Public Lecture by Marion Panizzon Christ (Private Lecturer), organized by Centre for Global Migration Studies (CeMig), Göttingen (Germany)
Date : 20 January 2021, 16:00 – 17:15 CET
Venue : Online via Zoom
The dynamics of migration governance have been redrawn by the 2015/16 refugee crisis. With the SARS-CoV‑2 pandemic and policy crisis response the connections and boundaries between the global, regional and local layers again, were redrawn. Paradoxically, the patterns of migration governance were diametrically different between the refugee and this health crisis. This presentation explains why the response to the refugee crisis shifted the levels of governance to the global regime, delegating political responsibility to a UN-led global migration and refugee regime, while the regional level significantly lost appeal, also to a growing number of local initiatives and practices. During the COVID-19 health crisis, however, migrants and refugees were seemingly out of sight of the international response, with the exception of those working in frontline functions. While the Global Pacts’ response to crisis appeared to freeze, national immigration policy awakened to alleviate the risks of poverty, hunger, incapacitated access to health, education and other social services for those, who the crisis had ‘left behind,’ many of which were migrants. We hypothesize from our bird’s eye view of selected COVID-19 relief programs that the Agenda 2030’s Sustainable Development Goals (SDGs) and sub-goals, calibrate a crisis response, which is better aligned to national emergency measures and migrants’ needs alike, than the holistic approach of the GCMs actionable commitments.

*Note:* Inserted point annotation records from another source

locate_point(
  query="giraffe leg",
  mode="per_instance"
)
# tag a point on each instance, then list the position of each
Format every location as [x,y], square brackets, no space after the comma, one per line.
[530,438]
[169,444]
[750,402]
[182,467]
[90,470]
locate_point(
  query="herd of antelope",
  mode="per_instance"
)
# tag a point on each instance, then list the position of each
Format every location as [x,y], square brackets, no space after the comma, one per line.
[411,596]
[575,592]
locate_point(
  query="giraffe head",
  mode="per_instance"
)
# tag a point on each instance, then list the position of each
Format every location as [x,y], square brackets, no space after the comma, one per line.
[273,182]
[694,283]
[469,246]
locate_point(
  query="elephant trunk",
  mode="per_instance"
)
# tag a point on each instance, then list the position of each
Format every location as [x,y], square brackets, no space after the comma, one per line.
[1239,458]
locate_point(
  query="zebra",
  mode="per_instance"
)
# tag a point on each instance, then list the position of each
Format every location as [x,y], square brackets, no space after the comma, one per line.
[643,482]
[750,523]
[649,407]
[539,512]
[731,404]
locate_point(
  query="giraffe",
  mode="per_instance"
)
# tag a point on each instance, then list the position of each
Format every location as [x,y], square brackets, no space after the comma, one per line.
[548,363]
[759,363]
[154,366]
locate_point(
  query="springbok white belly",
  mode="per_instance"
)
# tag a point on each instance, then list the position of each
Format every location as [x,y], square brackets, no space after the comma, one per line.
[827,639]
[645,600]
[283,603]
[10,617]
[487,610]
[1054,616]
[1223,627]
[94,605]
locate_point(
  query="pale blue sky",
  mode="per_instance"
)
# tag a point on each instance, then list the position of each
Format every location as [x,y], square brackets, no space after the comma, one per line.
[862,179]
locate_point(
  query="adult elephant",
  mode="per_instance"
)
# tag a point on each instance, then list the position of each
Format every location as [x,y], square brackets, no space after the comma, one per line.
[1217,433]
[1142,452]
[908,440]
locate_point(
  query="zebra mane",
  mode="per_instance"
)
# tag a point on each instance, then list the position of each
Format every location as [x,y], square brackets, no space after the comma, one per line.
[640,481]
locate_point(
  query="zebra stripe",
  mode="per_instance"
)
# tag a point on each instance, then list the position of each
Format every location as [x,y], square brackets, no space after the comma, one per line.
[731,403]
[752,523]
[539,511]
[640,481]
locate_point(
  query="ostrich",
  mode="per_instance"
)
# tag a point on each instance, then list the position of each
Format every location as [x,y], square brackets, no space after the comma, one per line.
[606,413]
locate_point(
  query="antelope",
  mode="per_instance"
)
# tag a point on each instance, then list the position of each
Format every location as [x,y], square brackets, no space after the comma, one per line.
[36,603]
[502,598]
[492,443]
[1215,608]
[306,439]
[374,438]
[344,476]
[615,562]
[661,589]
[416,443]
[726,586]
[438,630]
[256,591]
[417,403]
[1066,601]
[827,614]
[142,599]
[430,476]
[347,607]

In addition, the Agenda 2030’s ‘to leave no-one behind’ is more apt to fight the crisis-induced rise in multiple discriminations facing migrants, in particular children and youth, women, persons in vulnerable situations. In sum, we open up for a discussion, if the COVID-19 pandemic might have elevated the significance of the Agenda 2030 for global migration governance. We ask how SDG 10’s goal of building ‘orderly, safe and responsible’ migration policies, might accompany migrants and states to navigate the insecurity of a global health crisis by embedding policies such as regularizations, which gained a new urgency with migrant workers stranded behind closed borders and immobilized by travel bans.